Ryan was convicted in April of racketeering conspiracy, fraud and other offenses for taking payoffs from political insiders in exchange for state business while he was Illinois secretary of state from 1991 to 1999 and governor for four years after that. The verdict capped Illinois’ biggest political corruption trial in decades.

Prosecutors said Ryan doled out big-money contracts and leases to his longtime friend, businessman-lobbyist Larry Warner, and other insiders and received such things as Caribbean vacations and a golf bag in return. Ryan also used state money and state workers for his campaigns, the government alleged.

Ryan and Warner, 67, have maintained that nothing they did in connection with leases and contracts was illegal. During the trial, Ryan’s attorneys asserted that no one ever testified to seeing their client take a payoff.

Defense attorneys pleaded for mercy, citing Ryan’s advanced age, his health problems – he is plagued by high cholesterol and the intestinal illnesses Crohn’s disease, diverticulitis – and the humiliation he has already suffered.

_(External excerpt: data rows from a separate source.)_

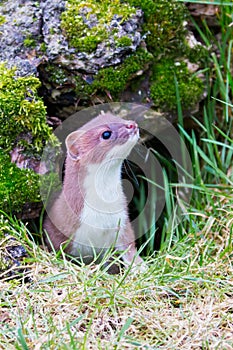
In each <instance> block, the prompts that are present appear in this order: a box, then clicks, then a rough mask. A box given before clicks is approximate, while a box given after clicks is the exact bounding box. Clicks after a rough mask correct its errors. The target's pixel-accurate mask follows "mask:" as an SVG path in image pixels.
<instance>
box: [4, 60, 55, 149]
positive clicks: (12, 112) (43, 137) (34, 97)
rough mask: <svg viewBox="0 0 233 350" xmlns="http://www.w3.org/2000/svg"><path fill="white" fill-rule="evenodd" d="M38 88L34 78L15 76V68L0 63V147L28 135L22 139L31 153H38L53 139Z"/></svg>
mask: <svg viewBox="0 0 233 350" xmlns="http://www.w3.org/2000/svg"><path fill="white" fill-rule="evenodd" d="M39 87H40V81H39V80H38V79H37V78H35V77H19V78H16V77H15V70H14V69H7V68H6V67H5V65H4V64H0V147H2V148H3V149H5V150H6V151H10V150H11V149H12V148H13V147H14V146H15V145H16V143H17V144H18V145H19V144H20V142H18V140H19V139H20V138H22V137H21V136H28V137H26V138H25V137H24V140H22V141H21V142H22V143H23V146H24V148H25V150H28V151H31V152H32V153H33V152H34V153H40V152H41V151H42V150H43V146H44V144H45V141H47V140H54V142H55V138H54V136H53V135H52V129H51V128H50V127H49V126H48V125H47V123H46V108H45V106H44V103H43V101H42V100H41V99H40V98H39V97H38V93H37V90H38V88H39ZM26 139H27V140H28V141H26Z"/></svg>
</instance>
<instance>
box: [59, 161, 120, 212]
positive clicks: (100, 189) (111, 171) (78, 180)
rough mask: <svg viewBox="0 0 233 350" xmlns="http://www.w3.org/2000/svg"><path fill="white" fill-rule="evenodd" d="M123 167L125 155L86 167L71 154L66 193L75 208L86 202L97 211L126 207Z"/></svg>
mask: <svg viewBox="0 0 233 350" xmlns="http://www.w3.org/2000/svg"><path fill="white" fill-rule="evenodd" d="M121 167H122V159H114V160H110V161H106V162H102V163H100V164H87V165H86V166H85V167H83V166H80V165H79V163H75V162H73V161H72V160H70V159H69V158H67V160H66V173H65V178H64V184H63V195H64V196H65V199H66V200H67V201H68V202H69V205H70V206H71V208H72V209H73V210H75V211H77V210H79V208H80V207H83V205H84V204H86V205H88V206H89V207H91V208H93V209H96V210H97V211H98V210H99V211H102V210H104V211H105V212H106V210H107V209H109V210H110V211H112V210H114V211H115V210H116V211H118V210H122V206H123V205H124V202H125V200H124V199H125V197H124V194H123V190H122V185H121Z"/></svg>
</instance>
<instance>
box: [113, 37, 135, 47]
mask: <svg viewBox="0 0 233 350" xmlns="http://www.w3.org/2000/svg"><path fill="white" fill-rule="evenodd" d="M115 42H116V46H117V47H126V46H130V45H132V40H131V39H130V38H129V37H128V36H122V37H120V38H116V39H115Z"/></svg>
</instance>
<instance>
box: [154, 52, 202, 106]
mask: <svg viewBox="0 0 233 350" xmlns="http://www.w3.org/2000/svg"><path fill="white" fill-rule="evenodd" d="M175 77H176V79H177V82H178V88H179V95H180V100H181V105H182V107H183V108H184V109H185V108H189V107H191V106H193V105H195V103H197V102H198V101H199V99H200V96H201V94H202V93H203V88H204V86H203V82H202V80H201V79H199V78H198V77H197V76H195V75H193V74H192V73H190V72H189V70H188V68H187V65H186V63H184V62H174V61H173V60H171V59H168V60H161V61H160V62H159V63H156V64H155V65H154V66H153V69H152V76H151V87H150V95H151V98H152V99H153V102H154V104H155V106H157V107H160V108H161V107H162V108H163V109H165V108H167V109H169V110H175V109H176V107H177V97H176V86H175Z"/></svg>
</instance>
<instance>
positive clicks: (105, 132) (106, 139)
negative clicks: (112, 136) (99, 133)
mask: <svg viewBox="0 0 233 350" xmlns="http://www.w3.org/2000/svg"><path fill="white" fill-rule="evenodd" d="M111 135H112V132H111V131H104V132H103V134H102V138H103V139H104V140H108V139H110V137H111Z"/></svg>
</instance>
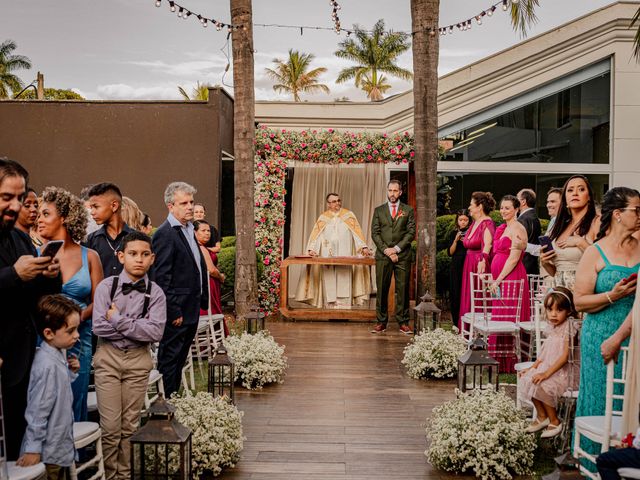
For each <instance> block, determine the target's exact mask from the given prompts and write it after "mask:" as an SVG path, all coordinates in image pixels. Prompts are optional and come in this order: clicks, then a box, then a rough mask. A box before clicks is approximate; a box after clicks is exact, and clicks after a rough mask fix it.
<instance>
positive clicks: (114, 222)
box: [86, 182, 133, 278]
mask: <svg viewBox="0 0 640 480" xmlns="http://www.w3.org/2000/svg"><path fill="white" fill-rule="evenodd" d="M88 196H89V208H90V209H91V217H92V218H93V219H94V220H95V221H96V223H97V224H98V225H102V227H101V228H99V229H98V230H96V231H95V232H93V233H92V234H91V235H89V236H88V237H87V242H86V245H87V247H89V248H91V249H93V250H95V251H96V252H98V255H99V256H100V261H101V262H102V270H103V271H104V278H108V277H111V276H113V275H120V272H122V264H121V263H120V262H119V261H118V257H117V255H116V252H117V251H118V247H119V246H120V242H121V241H122V239H123V238H124V237H125V236H126V235H127V234H128V233H131V232H133V229H131V228H129V227H128V226H127V224H126V223H124V221H123V220H122V215H121V210H120V207H121V205H122V193H121V192H120V189H119V188H118V186H117V185H115V184H113V183H107V182H105V183H98V184H96V185H94V186H93V187H91V189H90V190H89V193H88Z"/></svg>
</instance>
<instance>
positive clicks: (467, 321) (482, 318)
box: [460, 272, 491, 343]
mask: <svg viewBox="0 0 640 480" xmlns="http://www.w3.org/2000/svg"><path fill="white" fill-rule="evenodd" d="M490 280H491V275H490V274H487V273H473V272H471V273H469V294H470V297H471V305H470V307H471V310H470V311H469V312H467V313H465V314H464V315H463V316H462V317H461V319H460V334H461V335H462V337H463V338H464V339H465V340H466V341H467V343H471V342H472V341H473V338H474V331H473V330H474V324H475V323H476V321H478V320H481V319H484V318H487V317H490V316H491V312H490V311H489V312H487V311H486V310H487V308H488V306H490V303H487V302H485V301H483V300H484V298H485V296H487V294H488V292H487V291H486V282H488V281H490Z"/></svg>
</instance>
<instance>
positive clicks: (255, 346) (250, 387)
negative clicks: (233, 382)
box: [224, 330, 287, 390]
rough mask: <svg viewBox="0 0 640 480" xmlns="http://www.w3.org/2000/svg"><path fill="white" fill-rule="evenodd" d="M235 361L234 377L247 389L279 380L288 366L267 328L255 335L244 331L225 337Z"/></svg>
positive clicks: (280, 345) (273, 382) (228, 346)
mask: <svg viewBox="0 0 640 480" xmlns="http://www.w3.org/2000/svg"><path fill="white" fill-rule="evenodd" d="M224 344H225V346H226V347H227V352H228V354H229V356H230V357H231V358H232V359H233V361H234V363H235V380H240V381H242V386H243V387H245V388H248V389H249V390H254V389H257V390H259V389H261V388H262V387H263V386H264V385H266V384H267V383H282V382H283V381H284V374H285V371H286V369H287V357H285V356H284V347H283V346H282V345H278V344H277V343H276V341H275V340H274V339H273V337H272V336H271V335H270V334H269V332H268V331H266V330H262V331H261V332H258V333H256V334H254V335H251V334H249V333H246V332H244V333H243V334H242V335H241V336H233V335H232V336H230V337H227V338H226V339H225V340H224Z"/></svg>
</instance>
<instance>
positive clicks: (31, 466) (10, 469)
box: [7, 462, 46, 480]
mask: <svg viewBox="0 0 640 480" xmlns="http://www.w3.org/2000/svg"><path fill="white" fill-rule="evenodd" d="M7 470H8V473H9V480H35V479H40V478H45V477H46V475H45V474H46V470H45V466H44V463H37V464H35V465H32V466H30V467H18V466H17V465H16V462H7Z"/></svg>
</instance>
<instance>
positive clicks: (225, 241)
mask: <svg viewBox="0 0 640 480" xmlns="http://www.w3.org/2000/svg"><path fill="white" fill-rule="evenodd" d="M235 246H236V237H222V241H221V242H220V248H227V247H235Z"/></svg>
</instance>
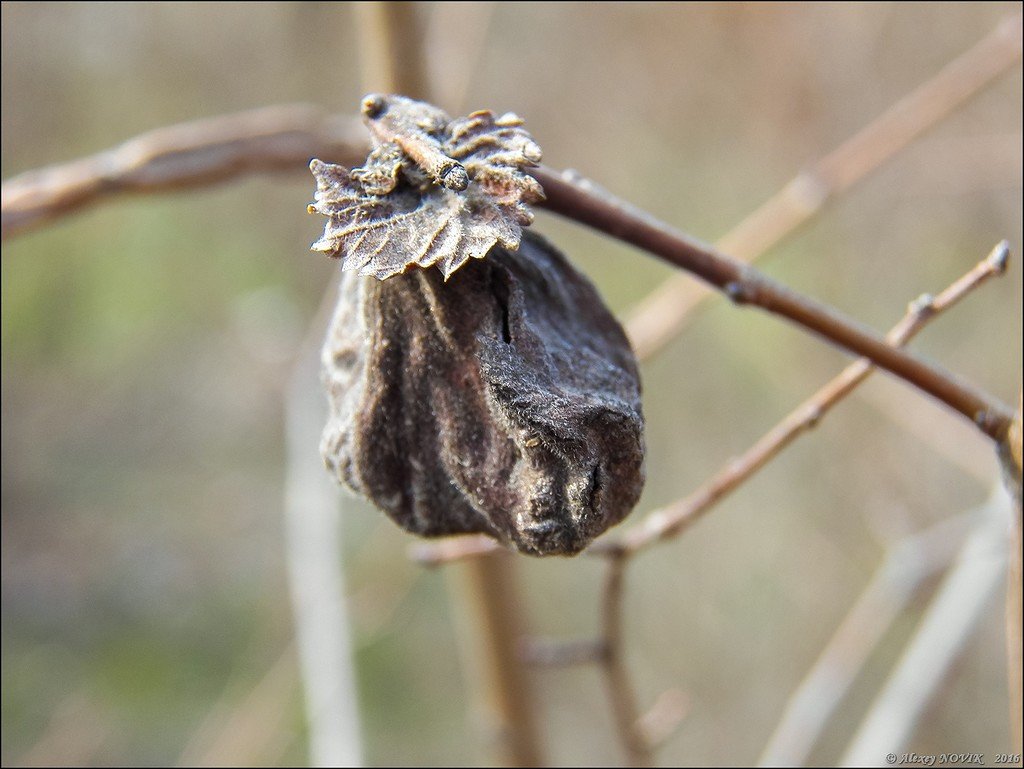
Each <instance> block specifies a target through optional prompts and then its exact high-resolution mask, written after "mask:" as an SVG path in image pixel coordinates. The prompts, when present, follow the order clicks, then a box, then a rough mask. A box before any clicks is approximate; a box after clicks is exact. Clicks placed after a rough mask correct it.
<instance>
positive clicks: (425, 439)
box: [309, 95, 643, 555]
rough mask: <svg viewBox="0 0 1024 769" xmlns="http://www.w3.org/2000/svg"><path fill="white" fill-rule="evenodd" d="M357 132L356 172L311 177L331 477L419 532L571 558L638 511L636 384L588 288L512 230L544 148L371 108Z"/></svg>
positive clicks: (324, 169) (611, 332)
mask: <svg viewBox="0 0 1024 769" xmlns="http://www.w3.org/2000/svg"><path fill="white" fill-rule="evenodd" d="M362 114H364V117H365V119H366V122H367V125H368V127H369V128H370V132H371V134H372V136H373V140H374V148H373V151H372V152H371V154H370V156H369V157H368V158H367V162H366V163H365V165H364V166H362V167H361V168H356V169H353V170H352V171H348V170H347V169H345V168H343V167H341V166H335V165H331V164H328V163H323V162H321V161H318V160H314V161H313V162H312V163H311V164H310V169H311V170H312V172H313V175H314V176H315V177H316V196H315V202H314V203H313V204H312V205H311V206H310V207H309V210H310V211H311V212H317V213H322V214H325V215H326V216H327V217H328V223H327V226H326V227H325V231H324V237H323V238H322V239H321V240H319V241H317V242H316V243H314V244H313V247H312V248H313V250H316V251H323V252H325V253H327V254H329V255H331V256H336V257H340V258H341V260H342V267H343V269H345V270H346V273H345V274H344V275H343V276H342V283H341V288H340V294H339V298H338V308H337V311H336V313H335V317H334V322H333V325H332V327H331V331H330V333H329V335H328V339H327V343H326V345H325V347H324V358H323V362H324V378H325V382H326V384H327V389H328V396H329V400H330V402H331V418H330V421H329V423H328V425H327V428H326V429H325V431H324V438H323V441H322V443H321V452H322V454H323V456H324V460H325V462H326V463H327V466H328V468H329V469H330V470H331V471H332V472H333V473H334V474H335V475H337V477H338V478H339V479H340V480H341V481H342V482H343V483H345V484H346V485H348V486H349V487H350V488H352V489H354V490H355V492H357V493H359V494H362V495H364V496H366V497H367V498H369V499H370V500H371V501H373V502H374V503H375V504H376V505H377V506H378V507H379V508H381V509H382V510H383V511H384V512H385V513H387V514H388V515H389V516H390V517H391V518H393V519H394V520H395V521H396V522H397V523H398V524H399V525H400V526H402V527H403V528H407V529H409V530H410V531H413V532H415V533H418V535H422V536H424V537H437V536H442V535H452V533H466V532H473V531H477V532H483V533H487V535H489V536H492V537H495V538H497V539H498V540H500V541H502V542H504V543H507V544H509V545H511V546H513V547H515V548H517V549H518V550H520V551H522V552H525V553H531V554H535V555H549V554H572V553H578V552H580V551H581V550H582V549H583V548H585V547H586V546H587V545H588V544H589V543H590V542H591V541H592V540H593V539H594V538H595V537H597V536H598V535H599V533H601V532H602V531H604V529H606V528H607V527H608V526H610V525H612V524H614V523H617V522H618V521H620V520H622V519H623V518H624V517H625V516H626V515H627V514H628V513H629V512H630V510H631V509H632V508H633V505H634V504H635V503H636V501H637V498H638V497H639V496H640V490H641V488H642V486H643V417H642V416H641V412H640V383H639V378H638V374H637V366H636V359H635V358H634V355H633V351H632V349H631V348H630V345H629V341H628V340H627V339H626V335H625V334H624V333H623V330H622V328H621V327H620V326H618V324H617V323H616V322H615V319H614V318H613V317H612V316H611V314H610V313H609V312H608V310H607V309H606V308H605V307H604V305H603V304H602V302H601V299H600V297H599V296H598V294H597V292H596V291H595V290H594V287H593V286H591V284H590V283H589V282H588V281H587V279H586V277H584V276H583V275H581V274H580V273H579V272H577V271H575V269H573V268H572V266H571V265H570V264H569V263H568V262H567V261H566V260H565V258H564V257H563V256H562V255H561V254H560V253H558V251H556V250H555V249H554V248H553V247H552V246H551V245H549V244H548V243H547V242H546V241H545V240H543V239H542V238H540V237H538V236H524V234H523V232H522V226H524V225H526V224H529V223H530V221H531V220H532V215H531V214H530V212H529V211H528V209H527V208H526V204H528V203H532V202H536V201H539V200H541V199H543V190H542V189H541V186H540V184H538V182H537V181H536V180H535V179H534V178H532V177H531V176H529V175H528V174H527V173H526V172H525V170H524V169H525V168H527V167H529V166H532V165H536V164H537V163H539V162H540V160H541V148H540V147H539V146H538V145H537V143H536V142H534V140H532V139H531V138H530V137H529V134H528V133H526V131H525V130H524V129H523V128H522V127H521V125H522V121H521V120H520V119H519V118H517V117H515V116H514V115H505V116H503V117H501V118H495V116H494V115H493V114H492V113H489V112H477V113H473V114H472V115H470V116H469V117H468V118H459V119H456V120H452V119H451V118H449V116H446V115H445V114H444V113H442V112H441V111H440V110H437V109H436V108H434V106H431V105H430V104H425V103H423V102H420V101H413V100H412V99H408V98H404V97H402V96H380V95H372V96H368V97H367V98H366V99H364V102H362ZM520 244H521V246H520ZM516 249H518V251H516ZM484 256H486V259H484V258H483V257H484ZM434 264H436V265H437V266H438V267H439V269H440V271H439V272H438V271H437V270H433V269H411V270H409V268H410V267H412V266H418V267H423V268H426V267H430V266H432V265H434ZM407 270H408V271H407ZM456 270H458V273H457V274H456ZM356 273H357V274H356ZM442 275H443V280H442ZM375 279H376V280H375ZM385 279H386V280H385ZM450 279H451V280H450Z"/></svg>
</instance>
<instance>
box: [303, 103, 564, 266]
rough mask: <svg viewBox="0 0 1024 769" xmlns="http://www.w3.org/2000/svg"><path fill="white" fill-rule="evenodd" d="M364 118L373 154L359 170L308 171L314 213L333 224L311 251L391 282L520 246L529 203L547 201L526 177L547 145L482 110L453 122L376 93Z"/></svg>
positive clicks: (332, 170) (431, 105) (537, 187)
mask: <svg viewBox="0 0 1024 769" xmlns="http://www.w3.org/2000/svg"><path fill="white" fill-rule="evenodd" d="M362 115H364V119H365V120H366V122H367V125H368V127H369V128H370V133H371V137H372V139H373V144H374V149H373V152H372V153H371V154H370V156H369V157H368V158H367V162H366V164H365V165H364V166H362V167H361V168H356V169H352V170H351V171H349V170H348V169H346V168H344V167H343V166H336V165H332V164H330V163H324V162H323V161H319V160H313V161H312V163H310V164H309V169H310V170H311V171H312V173H313V176H315V177H316V194H315V200H314V202H313V203H312V204H311V205H310V207H309V211H310V212H316V213H321V214H324V215H325V216H327V217H328V222H327V225H326V226H325V229H324V237H323V238H321V239H319V240H318V241H316V243H314V244H313V246H312V249H313V250H314V251H322V252H324V253H326V254H328V255H330V256H334V257H339V258H341V260H342V268H343V269H351V270H356V271H358V272H359V274H365V275H374V276H375V277H378V279H380V280H384V279H386V277H389V276H391V275H393V274H397V273H399V272H402V271H404V270H406V269H407V268H409V267H411V266H413V265H418V266H421V267H429V266H431V265H434V264H436V265H437V266H438V268H440V270H441V272H443V273H444V277H445V279H447V277H450V276H451V275H452V274H453V273H454V272H455V271H456V270H457V269H459V268H460V267H461V266H462V265H463V264H465V263H466V262H467V261H468V260H469V259H482V258H483V257H484V256H485V255H486V253H487V252H488V251H489V250H490V248H492V247H493V246H494V245H496V244H500V245H502V246H504V247H505V248H508V249H516V248H518V246H519V239H520V237H521V233H522V226H524V225H527V224H529V223H530V222H531V221H532V214H531V213H530V212H529V210H528V209H527V207H526V206H527V204H529V203H536V202H538V201H540V200H543V198H544V193H543V190H542V188H541V185H540V184H539V183H538V182H537V180H536V179H534V178H532V177H531V176H529V174H527V173H526V172H525V170H524V169H526V168H529V167H530V166H536V165H537V164H538V163H539V162H540V161H541V148H540V146H538V144H537V143H536V142H535V141H534V140H532V138H530V136H529V134H528V133H527V132H526V131H525V130H524V129H523V128H522V127H521V126H522V120H521V119H520V118H518V117H516V116H515V115H513V114H511V113H509V114H507V115H503V116H501V117H499V118H496V117H495V116H494V114H493V113H490V112H487V111H481V112H475V113H473V114H472V115H470V116H469V117H466V118H458V119H455V120H453V119H452V118H450V117H449V116H447V115H445V114H444V113H443V112H441V111H440V110H438V109H437V108H435V106H432V105H430V104H426V103H424V102H422V101H414V100H413V99H409V98H406V97H403V96H390V95H389V96H384V95H379V94H374V95H371V96H367V97H366V98H365V99H364V101H362Z"/></svg>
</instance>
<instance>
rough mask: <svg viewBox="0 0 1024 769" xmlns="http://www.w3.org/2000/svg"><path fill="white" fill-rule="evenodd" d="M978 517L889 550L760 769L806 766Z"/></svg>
mask: <svg viewBox="0 0 1024 769" xmlns="http://www.w3.org/2000/svg"><path fill="white" fill-rule="evenodd" d="M981 513H983V510H978V511H975V513H974V514H973V515H971V514H965V515H959V516H956V517H954V518H949V519H946V520H943V521H941V522H940V523H937V524H935V525H934V526H931V527H930V528H928V529H926V530H925V531H922V532H920V533H916V535H913V536H911V537H907V538H905V539H903V540H901V541H899V542H898V543H896V544H895V545H894V546H892V547H890V548H888V549H887V551H886V555H885V559H884V561H883V563H882V565H881V566H880V567H879V569H878V570H877V571H876V572H874V576H873V578H872V579H871V581H870V582H869V583H868V584H867V587H866V588H864V590H863V592H861V594H860V597H859V598H858V599H857V602H856V603H855V604H854V605H853V608H851V609H850V611H849V612H848V613H847V615H846V617H845V618H844V620H843V622H842V624H841V625H840V627H839V629H838V630H837V631H836V633H835V635H833V637H831V639H830V640H829V641H828V643H827V644H826V645H825V647H824V649H823V650H822V651H821V654H820V655H819V656H818V658H817V660H816V661H815V663H814V665H813V666H812V667H811V669H810V670H809V671H808V672H807V675H805V676H804V679H803V681H801V682H800V685H799V686H798V687H797V690H796V691H795V692H794V693H793V695H792V696H791V697H790V699H788V701H787V702H786V704H785V709H784V710H783V712H782V718H781V720H780V721H779V723H778V726H776V727H775V731H774V732H773V733H772V735H771V737H770V738H769V740H768V744H767V745H766V746H765V749H764V751H763V752H762V754H761V758H760V759H758V765H759V766H802V765H804V764H805V763H806V761H807V758H808V756H809V755H810V752H811V750H812V749H813V747H814V744H815V742H817V740H818V738H819V736H820V735H821V731H822V729H823V728H824V726H825V725H826V724H827V723H828V719H829V718H830V717H831V714H833V713H834V712H835V710H836V707H837V706H838V704H839V702H840V701H841V700H842V698H843V697H844V696H845V695H846V693H847V691H848V689H849V687H850V685H851V684H852V683H853V681H854V679H855V678H856V677H857V675H858V674H859V673H860V671H861V669H862V668H863V666H864V664H865V663H866V661H867V658H868V656H869V655H870V653H871V651H872V650H873V649H874V647H876V646H877V645H878V643H879V641H881V640H882V638H883V637H884V636H885V634H886V633H887V632H888V631H889V629H890V628H891V626H892V624H893V622H894V621H895V620H896V618H897V617H898V616H899V615H900V612H901V611H903V610H904V608H905V607H906V604H907V602H908V601H909V600H910V598H911V597H912V596H913V595H914V593H915V592H916V590H918V588H919V587H920V586H921V584H922V583H923V582H924V581H925V580H927V579H928V578H929V576H931V575H932V574H933V573H935V572H936V571H938V570H939V569H941V568H944V567H945V566H946V565H947V564H948V563H949V561H950V559H951V558H952V557H953V555H954V554H955V552H956V548H957V546H959V545H961V544H962V543H963V540H964V535H965V532H966V530H967V529H968V527H969V526H970V525H972V521H974V520H975V519H977V517H978V516H979V514H981Z"/></svg>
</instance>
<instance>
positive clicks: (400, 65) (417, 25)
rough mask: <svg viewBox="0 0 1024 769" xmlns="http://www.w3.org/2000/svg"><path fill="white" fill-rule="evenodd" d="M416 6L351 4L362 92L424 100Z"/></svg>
mask: <svg viewBox="0 0 1024 769" xmlns="http://www.w3.org/2000/svg"><path fill="white" fill-rule="evenodd" d="M416 6H417V3H412V2H404V1H402V2H397V1H394V2H379V1H375V2H367V3H354V4H353V6H352V8H353V10H354V11H355V14H356V18H357V20H358V28H359V35H358V38H359V50H360V58H361V60H362V85H364V88H365V90H366V91H368V92H369V91H379V92H382V93H400V94H403V95H406V96H411V97H413V98H419V99H423V98H427V78H426V75H425V72H426V70H425V69H424V66H425V65H426V61H427V57H426V56H425V55H424V50H423V40H424V36H423V30H422V29H421V27H422V25H421V24H420V19H419V17H418V13H417V8H416Z"/></svg>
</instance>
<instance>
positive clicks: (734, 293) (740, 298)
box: [723, 281, 751, 304]
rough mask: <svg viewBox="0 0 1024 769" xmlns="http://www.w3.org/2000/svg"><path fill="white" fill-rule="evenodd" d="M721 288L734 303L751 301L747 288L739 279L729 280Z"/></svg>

The scandal that led to Ryan’s downfall began more than a decade ago with a fiery van crash in Wisconsin that killed six children. The 1994 wreck exposed a scheme inside the Illinois secretary of state’s office in which truck drivers obtained licenses for bribes.

The probe expanded to other corruption under Ryan. Seventy-nine former state officials, lobbyists, truck drivers and others have been charged. Seventy-five have been convicted, including Ryan’s longtime top aide, Scott Fawell, a star witness at Ryan’s trial.